基于随机森林算法的食源性致病菌拉曼光谱识别 下载: 1109次
Objective Food and drug safety is of great concern to society. Food pathogenic bacteria are pathogenic bacteria that can cause food poisoning or bacteria that use food as the vector of transmission. Therefore, quick and effective detection of food-borne pathogenic bacteria in food is crucial to protect public health. The culture separation method, which is traditionally used to examine microorganisms, depends on the medium used for culturing, separation, and biochemical identification. Detection of food-borne pathogenic bacteria generally requires five to seven days and includes a series of detection procedures such as pre-enrichment, selective enrichment, microscopic examination and serological verification. Therefore, traditional detection methods are insufficient for preventing and controlling food-borne pathogenic bacteria. However, Raman spectroscopy is a nondestructive method that can be used to rapidly and accurately identify molecules existing in the functional groups. In this study, 11 food-borne pathogenic bacteria samples were used to construct a recognition and classification model based on a random forest algorithm and Raman spectra. This model was then used to build a classification and recognition model to resolve the problems of low classification accuracy and long detection time required by traditional methods used to detect food-borne pathogenic bacteria. The results of this study will help to ensure public health safety by rapidly and effectively detecting pathogens in food and drugs.

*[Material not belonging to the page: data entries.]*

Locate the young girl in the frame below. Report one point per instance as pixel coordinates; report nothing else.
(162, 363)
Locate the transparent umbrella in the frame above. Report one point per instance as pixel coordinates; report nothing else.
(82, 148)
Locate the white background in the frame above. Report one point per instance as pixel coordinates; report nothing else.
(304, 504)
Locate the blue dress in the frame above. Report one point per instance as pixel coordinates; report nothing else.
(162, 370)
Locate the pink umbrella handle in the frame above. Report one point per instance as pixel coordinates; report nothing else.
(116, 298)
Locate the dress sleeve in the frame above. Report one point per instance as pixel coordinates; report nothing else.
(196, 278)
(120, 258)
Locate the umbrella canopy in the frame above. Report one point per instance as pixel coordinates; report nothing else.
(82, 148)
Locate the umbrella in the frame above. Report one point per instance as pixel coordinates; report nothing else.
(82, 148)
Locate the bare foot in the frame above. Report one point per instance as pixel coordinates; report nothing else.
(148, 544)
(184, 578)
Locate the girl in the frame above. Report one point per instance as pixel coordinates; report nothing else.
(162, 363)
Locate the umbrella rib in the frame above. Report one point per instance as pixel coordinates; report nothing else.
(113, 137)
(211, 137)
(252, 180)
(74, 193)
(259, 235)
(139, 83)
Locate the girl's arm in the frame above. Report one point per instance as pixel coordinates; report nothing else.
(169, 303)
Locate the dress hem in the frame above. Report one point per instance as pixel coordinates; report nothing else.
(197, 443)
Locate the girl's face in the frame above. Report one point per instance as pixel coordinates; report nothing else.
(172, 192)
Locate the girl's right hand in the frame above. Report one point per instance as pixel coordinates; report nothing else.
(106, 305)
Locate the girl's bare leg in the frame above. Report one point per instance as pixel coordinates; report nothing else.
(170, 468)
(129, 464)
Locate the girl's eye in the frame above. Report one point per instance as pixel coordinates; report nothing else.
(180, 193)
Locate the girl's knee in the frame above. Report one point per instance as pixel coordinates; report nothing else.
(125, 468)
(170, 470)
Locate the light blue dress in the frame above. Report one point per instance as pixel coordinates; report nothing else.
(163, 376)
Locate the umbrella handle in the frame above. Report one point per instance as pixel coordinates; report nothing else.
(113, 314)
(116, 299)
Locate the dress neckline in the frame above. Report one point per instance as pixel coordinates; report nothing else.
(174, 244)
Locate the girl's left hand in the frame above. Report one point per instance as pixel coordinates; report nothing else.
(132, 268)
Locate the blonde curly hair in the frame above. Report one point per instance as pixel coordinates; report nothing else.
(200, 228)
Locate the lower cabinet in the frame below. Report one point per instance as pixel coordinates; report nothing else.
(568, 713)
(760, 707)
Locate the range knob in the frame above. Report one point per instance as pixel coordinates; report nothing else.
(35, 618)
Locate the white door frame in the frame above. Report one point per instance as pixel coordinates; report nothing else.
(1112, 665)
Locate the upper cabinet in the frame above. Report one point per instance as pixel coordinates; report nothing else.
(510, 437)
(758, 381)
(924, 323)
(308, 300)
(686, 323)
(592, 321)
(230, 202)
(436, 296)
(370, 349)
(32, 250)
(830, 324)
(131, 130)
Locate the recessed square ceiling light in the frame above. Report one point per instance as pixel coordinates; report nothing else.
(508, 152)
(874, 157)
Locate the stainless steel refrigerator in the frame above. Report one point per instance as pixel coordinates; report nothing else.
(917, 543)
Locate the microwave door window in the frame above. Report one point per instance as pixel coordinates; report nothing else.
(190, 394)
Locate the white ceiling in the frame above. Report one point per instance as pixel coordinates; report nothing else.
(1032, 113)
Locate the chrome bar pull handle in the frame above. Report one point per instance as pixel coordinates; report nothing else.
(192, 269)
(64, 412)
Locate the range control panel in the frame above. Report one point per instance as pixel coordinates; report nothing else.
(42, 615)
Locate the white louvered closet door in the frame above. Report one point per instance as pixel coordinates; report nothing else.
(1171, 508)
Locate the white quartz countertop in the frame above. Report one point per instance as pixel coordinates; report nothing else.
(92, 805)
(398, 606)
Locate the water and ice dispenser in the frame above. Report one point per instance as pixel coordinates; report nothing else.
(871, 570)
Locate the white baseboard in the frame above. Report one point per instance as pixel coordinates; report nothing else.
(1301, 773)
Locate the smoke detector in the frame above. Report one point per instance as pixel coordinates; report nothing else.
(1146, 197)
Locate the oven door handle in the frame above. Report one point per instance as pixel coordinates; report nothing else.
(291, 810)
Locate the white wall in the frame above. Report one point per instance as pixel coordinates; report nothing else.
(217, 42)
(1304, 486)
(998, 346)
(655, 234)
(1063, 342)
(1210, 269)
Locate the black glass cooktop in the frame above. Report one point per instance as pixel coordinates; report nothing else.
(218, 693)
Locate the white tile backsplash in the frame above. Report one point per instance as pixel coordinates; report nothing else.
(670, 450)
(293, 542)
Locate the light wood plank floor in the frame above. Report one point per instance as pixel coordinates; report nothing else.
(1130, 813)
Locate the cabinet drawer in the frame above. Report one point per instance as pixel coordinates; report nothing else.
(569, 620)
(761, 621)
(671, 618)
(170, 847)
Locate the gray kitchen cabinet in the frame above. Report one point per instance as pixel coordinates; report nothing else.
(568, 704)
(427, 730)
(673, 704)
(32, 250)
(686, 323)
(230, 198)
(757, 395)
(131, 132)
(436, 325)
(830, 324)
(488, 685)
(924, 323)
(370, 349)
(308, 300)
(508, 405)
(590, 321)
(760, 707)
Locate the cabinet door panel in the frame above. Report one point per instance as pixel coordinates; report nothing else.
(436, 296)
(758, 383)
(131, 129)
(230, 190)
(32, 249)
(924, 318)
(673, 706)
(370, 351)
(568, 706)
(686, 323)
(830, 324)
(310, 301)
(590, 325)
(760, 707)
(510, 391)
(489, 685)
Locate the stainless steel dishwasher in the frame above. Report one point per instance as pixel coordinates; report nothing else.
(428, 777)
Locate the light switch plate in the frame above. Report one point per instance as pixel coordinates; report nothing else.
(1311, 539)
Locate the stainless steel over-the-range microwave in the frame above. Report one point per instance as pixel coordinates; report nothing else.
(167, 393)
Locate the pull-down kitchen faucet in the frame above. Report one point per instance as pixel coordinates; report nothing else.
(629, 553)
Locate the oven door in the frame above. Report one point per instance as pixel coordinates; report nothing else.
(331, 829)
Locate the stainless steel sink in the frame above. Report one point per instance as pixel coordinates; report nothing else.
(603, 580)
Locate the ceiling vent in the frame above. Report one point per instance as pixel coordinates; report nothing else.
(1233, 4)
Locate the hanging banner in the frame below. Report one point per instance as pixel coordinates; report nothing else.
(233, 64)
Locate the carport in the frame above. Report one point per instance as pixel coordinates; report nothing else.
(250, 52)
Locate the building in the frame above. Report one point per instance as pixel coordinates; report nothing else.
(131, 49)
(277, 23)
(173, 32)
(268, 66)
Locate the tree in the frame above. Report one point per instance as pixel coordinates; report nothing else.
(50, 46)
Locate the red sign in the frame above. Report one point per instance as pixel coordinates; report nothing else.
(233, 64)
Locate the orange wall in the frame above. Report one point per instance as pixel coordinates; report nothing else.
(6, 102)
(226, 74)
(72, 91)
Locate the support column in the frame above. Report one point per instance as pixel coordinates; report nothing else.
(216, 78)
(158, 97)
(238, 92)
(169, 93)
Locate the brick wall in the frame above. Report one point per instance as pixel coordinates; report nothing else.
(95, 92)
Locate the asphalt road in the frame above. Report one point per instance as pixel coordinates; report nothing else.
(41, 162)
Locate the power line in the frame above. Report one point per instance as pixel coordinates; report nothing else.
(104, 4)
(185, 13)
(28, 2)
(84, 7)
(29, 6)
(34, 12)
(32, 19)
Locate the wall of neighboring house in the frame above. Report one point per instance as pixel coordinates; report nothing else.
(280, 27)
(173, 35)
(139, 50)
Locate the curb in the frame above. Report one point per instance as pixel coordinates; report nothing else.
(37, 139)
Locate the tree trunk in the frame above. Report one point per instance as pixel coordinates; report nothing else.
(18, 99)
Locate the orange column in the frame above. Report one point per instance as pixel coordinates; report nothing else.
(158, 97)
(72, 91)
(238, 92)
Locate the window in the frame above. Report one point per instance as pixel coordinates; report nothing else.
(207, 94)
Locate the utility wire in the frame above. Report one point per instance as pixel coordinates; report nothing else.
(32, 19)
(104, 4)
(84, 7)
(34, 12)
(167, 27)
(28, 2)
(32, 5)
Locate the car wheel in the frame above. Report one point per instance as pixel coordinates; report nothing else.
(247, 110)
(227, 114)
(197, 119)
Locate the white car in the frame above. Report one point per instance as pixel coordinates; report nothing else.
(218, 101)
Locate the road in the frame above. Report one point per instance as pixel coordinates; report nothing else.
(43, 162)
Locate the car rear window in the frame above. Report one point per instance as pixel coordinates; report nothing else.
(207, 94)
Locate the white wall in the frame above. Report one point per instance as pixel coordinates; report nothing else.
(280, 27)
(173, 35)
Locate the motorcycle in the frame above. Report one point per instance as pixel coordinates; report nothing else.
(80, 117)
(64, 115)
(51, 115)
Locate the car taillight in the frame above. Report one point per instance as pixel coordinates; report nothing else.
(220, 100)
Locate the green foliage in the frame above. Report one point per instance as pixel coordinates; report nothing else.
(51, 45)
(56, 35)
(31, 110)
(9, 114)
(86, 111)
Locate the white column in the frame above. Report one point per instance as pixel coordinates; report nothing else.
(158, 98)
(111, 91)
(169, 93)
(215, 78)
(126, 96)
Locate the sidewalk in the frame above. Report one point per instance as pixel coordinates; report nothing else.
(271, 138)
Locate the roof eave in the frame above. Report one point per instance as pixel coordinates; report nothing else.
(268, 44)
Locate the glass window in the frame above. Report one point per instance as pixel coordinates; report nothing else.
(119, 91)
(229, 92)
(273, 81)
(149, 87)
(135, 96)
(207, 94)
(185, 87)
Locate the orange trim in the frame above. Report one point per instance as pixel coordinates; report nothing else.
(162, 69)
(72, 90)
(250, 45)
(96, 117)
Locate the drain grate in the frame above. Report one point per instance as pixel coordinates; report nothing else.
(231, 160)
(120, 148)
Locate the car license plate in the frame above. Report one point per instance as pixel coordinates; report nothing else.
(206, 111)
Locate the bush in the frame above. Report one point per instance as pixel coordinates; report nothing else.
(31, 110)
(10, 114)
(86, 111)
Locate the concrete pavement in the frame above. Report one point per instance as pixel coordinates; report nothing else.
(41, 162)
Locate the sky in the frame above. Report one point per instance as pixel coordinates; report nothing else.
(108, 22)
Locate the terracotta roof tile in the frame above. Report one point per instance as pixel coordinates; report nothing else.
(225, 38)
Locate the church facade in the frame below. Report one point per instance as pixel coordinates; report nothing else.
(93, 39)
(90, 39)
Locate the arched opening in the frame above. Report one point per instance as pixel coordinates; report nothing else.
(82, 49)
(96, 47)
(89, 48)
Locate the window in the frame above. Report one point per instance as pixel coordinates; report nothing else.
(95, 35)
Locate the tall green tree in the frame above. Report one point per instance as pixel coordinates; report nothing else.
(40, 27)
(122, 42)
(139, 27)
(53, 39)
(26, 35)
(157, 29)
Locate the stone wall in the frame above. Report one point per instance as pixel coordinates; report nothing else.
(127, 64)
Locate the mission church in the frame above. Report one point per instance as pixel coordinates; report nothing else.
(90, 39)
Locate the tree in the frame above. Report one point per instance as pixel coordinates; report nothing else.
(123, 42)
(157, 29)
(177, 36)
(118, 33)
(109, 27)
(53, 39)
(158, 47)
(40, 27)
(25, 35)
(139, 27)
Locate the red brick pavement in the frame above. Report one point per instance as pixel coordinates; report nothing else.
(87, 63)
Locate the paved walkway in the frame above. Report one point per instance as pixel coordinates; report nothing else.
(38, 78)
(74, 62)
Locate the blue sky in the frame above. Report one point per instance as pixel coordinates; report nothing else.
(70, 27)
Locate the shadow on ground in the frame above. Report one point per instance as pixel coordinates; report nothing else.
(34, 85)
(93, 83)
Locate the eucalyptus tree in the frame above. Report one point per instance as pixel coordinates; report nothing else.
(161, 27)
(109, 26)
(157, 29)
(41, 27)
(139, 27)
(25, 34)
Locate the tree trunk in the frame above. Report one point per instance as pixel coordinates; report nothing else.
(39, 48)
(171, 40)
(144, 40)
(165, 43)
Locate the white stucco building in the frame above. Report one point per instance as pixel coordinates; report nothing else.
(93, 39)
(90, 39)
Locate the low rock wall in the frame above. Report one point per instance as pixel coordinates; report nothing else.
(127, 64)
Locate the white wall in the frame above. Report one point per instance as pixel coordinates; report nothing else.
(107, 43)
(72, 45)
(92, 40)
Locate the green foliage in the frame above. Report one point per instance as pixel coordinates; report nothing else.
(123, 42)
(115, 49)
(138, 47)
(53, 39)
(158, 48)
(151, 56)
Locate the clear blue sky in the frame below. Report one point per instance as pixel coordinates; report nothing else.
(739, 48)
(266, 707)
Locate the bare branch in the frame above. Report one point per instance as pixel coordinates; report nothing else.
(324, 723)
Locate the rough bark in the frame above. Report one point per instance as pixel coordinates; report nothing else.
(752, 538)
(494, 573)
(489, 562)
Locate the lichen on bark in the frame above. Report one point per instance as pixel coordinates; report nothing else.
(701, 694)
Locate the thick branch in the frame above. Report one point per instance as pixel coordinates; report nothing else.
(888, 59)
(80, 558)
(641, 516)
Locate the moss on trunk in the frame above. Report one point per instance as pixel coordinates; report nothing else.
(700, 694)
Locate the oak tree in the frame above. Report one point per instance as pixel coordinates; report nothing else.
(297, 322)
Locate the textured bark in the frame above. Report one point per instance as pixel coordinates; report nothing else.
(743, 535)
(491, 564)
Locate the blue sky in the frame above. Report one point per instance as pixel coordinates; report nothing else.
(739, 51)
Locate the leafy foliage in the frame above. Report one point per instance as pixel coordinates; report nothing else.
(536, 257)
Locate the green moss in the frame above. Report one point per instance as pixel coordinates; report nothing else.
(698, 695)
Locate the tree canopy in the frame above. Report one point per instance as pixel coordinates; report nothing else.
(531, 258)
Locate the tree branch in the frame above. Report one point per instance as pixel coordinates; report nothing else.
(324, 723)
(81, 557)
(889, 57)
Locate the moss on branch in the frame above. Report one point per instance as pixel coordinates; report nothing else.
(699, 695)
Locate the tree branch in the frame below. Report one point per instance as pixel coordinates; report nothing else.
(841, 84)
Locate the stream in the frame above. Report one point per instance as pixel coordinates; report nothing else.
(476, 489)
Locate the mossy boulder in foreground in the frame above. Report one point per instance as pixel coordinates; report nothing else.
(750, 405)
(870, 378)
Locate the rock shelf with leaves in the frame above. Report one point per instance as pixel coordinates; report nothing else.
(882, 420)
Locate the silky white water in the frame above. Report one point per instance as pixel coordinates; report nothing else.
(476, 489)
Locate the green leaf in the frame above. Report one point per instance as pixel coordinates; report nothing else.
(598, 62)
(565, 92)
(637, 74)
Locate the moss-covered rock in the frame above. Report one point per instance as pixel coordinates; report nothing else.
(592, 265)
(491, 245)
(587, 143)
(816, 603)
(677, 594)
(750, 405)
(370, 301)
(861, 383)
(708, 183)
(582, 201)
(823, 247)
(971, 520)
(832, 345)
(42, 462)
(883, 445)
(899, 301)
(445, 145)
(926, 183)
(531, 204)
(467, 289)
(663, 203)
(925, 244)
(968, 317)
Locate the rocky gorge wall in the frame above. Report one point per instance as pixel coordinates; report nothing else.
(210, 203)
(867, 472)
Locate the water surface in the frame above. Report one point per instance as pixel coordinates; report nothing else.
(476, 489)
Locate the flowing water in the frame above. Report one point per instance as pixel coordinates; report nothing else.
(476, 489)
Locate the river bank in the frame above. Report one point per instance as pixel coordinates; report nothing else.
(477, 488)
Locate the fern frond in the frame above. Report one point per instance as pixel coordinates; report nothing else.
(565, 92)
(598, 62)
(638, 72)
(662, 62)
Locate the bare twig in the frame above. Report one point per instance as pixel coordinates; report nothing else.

Methods All of the food-borne pathogenic bacteria in this study were purchased from China Center of Industrial Culture Collection. First, a sample of food-borne pathogenic bacteria was detected by Raman spectrometry in a shift range of 500--1600 cm -1. LabSpec 6.0 software was used for spectral collection, and each sample was collected 15 times. After screening, 132 Raman spectral data were obtained. Min-max normalization was performed on the Raman spectral data in the spectral preprocessing stage, and the intensity was mapped to a range of [0, 1] for comparison. The Savitzky-Golay algorithm was used for smooth denoising to remove noise and fluorescence interference. Principal component analysis (PCA) was used for feature dimensionality reduction for sample data with high-dimensional characteristics to avoid problems caused by excessively high dimensions. In the model evaluation stage, K-fold cross-validation was used to verify whether the model balanced underfitting and overfitting phenomena and to evaluate the model stability. According to these criteria, the Raman spectral recognition model based on the random forest algorithm proposed in this study was able to effectively distinguish different food-borne pathogenic bacteria among the collected samples.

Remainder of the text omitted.